John P. Crevelli was part of Sonoma County’s environmental vanguard, which thwarted PG&E’s plans to erect a nuclear power plant on an earthquake fault at Bodega Bay and fought to preserve public access to the coast. Crevelli was a founding member of the group C.O.A.A.ST (Californians Organized to Acquire Access to State Tidelands), formed in fellow Santa Rosa Junior College instructor Peter Leveque’s classroom in 1968.
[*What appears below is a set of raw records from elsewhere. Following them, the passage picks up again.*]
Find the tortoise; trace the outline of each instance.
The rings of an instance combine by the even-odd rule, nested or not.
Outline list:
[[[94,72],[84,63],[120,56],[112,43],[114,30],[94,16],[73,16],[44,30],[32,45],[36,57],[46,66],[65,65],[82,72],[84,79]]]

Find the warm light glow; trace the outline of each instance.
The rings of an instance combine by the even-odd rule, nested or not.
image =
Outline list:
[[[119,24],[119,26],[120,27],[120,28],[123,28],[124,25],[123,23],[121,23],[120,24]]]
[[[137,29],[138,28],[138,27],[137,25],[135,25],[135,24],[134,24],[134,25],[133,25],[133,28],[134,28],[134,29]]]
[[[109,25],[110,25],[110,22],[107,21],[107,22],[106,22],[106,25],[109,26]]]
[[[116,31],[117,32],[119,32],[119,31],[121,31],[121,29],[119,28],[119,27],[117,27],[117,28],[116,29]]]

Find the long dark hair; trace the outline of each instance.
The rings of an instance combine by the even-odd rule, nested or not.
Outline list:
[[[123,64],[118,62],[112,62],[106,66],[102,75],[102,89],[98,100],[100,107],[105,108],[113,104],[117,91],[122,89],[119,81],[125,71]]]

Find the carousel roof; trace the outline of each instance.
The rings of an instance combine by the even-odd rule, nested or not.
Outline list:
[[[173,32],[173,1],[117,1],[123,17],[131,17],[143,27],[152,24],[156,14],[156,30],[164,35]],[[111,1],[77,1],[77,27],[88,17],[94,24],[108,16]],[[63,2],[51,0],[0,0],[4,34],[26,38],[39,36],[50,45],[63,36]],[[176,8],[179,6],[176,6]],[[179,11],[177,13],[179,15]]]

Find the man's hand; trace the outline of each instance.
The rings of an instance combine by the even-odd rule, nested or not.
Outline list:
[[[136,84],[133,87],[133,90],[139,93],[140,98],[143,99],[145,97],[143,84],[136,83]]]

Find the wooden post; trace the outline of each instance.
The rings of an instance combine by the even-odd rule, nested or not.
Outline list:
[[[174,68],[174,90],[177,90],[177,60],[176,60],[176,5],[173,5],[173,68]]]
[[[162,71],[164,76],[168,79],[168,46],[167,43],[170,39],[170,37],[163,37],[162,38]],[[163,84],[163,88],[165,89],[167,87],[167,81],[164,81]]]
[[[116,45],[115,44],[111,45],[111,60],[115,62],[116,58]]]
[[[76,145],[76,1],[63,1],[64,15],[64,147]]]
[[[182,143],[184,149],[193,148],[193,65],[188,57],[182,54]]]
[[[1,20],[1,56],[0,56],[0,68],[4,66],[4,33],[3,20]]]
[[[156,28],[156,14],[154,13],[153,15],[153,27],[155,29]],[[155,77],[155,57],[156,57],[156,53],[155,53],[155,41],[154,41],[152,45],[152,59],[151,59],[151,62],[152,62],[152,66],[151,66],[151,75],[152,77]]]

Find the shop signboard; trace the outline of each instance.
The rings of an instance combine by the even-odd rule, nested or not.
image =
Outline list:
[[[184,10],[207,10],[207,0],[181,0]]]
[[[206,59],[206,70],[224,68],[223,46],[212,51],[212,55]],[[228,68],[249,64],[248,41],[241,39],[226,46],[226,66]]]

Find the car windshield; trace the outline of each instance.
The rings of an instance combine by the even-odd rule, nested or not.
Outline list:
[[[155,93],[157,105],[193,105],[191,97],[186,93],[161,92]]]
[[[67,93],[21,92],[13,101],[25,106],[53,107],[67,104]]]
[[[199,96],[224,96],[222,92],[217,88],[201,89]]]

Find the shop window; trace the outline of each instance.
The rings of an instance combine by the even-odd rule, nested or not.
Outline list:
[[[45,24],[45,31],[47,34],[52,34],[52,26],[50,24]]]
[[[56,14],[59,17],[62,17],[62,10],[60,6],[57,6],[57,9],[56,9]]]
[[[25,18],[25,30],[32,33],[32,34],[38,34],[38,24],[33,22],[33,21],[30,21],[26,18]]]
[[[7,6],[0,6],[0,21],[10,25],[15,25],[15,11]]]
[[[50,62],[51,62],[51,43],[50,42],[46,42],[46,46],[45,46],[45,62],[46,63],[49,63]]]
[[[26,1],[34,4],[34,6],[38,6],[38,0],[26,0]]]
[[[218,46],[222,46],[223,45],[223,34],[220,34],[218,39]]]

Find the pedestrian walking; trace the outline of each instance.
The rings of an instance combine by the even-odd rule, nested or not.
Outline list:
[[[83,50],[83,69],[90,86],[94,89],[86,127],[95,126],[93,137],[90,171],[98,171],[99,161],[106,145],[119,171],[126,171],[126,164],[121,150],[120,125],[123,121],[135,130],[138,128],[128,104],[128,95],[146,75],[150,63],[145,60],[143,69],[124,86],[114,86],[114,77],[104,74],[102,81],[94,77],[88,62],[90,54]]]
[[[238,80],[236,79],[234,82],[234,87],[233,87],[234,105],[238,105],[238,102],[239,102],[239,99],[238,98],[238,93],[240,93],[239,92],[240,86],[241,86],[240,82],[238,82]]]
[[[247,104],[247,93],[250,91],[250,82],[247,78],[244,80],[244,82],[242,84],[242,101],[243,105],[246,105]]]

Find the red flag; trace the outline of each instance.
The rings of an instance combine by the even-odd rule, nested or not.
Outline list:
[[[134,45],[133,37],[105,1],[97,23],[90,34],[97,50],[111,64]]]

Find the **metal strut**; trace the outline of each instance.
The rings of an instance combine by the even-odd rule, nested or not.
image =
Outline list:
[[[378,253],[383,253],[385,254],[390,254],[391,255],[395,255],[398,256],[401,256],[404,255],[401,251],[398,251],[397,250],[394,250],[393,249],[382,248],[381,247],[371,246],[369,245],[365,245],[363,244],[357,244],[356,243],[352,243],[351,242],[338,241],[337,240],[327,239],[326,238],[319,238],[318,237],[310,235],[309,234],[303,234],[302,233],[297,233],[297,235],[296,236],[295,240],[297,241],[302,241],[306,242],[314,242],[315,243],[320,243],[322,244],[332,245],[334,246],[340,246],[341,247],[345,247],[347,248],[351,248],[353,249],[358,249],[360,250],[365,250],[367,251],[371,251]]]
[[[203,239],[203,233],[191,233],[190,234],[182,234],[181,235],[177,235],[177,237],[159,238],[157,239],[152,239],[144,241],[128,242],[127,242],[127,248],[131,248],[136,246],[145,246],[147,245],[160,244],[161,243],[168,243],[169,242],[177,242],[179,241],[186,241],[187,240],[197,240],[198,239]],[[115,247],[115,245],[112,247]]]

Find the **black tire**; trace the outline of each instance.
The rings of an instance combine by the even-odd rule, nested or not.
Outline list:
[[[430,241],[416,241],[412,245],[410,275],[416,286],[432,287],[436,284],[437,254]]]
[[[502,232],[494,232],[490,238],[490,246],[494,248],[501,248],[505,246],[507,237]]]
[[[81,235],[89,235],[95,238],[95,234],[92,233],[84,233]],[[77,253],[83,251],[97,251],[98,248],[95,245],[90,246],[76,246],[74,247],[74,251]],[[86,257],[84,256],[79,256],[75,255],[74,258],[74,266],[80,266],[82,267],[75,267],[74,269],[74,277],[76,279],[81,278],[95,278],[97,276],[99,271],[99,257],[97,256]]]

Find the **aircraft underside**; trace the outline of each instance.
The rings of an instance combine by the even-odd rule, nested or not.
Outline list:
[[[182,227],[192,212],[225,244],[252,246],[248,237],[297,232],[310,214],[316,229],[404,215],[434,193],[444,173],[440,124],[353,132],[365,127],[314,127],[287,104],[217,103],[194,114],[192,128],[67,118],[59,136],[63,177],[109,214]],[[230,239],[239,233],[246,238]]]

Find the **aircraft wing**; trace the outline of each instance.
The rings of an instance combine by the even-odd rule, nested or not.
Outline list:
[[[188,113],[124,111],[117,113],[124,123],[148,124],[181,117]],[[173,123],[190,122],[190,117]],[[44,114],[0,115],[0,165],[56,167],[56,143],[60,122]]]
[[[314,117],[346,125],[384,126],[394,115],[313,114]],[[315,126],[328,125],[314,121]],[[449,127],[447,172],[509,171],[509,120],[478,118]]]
C.O.A.A.ST also included Bill Kortum, the dean of Sonoma County environmental activists, and Charles Hinkle, a former county supervisor who was recalled, along with Kortum, in 1976 in a move that paved the way for the board’s first environmental majority. Also, out of C.O.A.A.ST’s endeavors came the 1972 Coastal Zone Conservation Act, parent of California’s Coastal Commission. Crevelli authored Bill Kortum: A Fifty Year History of Environmental Activism in Sonoma County
Donated by Debra Crevelli in 2014. The John P. Crevelli Papers, dating from the 1960s through 2015, include seven boxes of correspondence, government documents, meeting minutes, newspaper clippings, newsletters, pamphlets, fliers, and ephemera on various county, state, and national environmental issues.
The research material in the collection is available to view by appointment.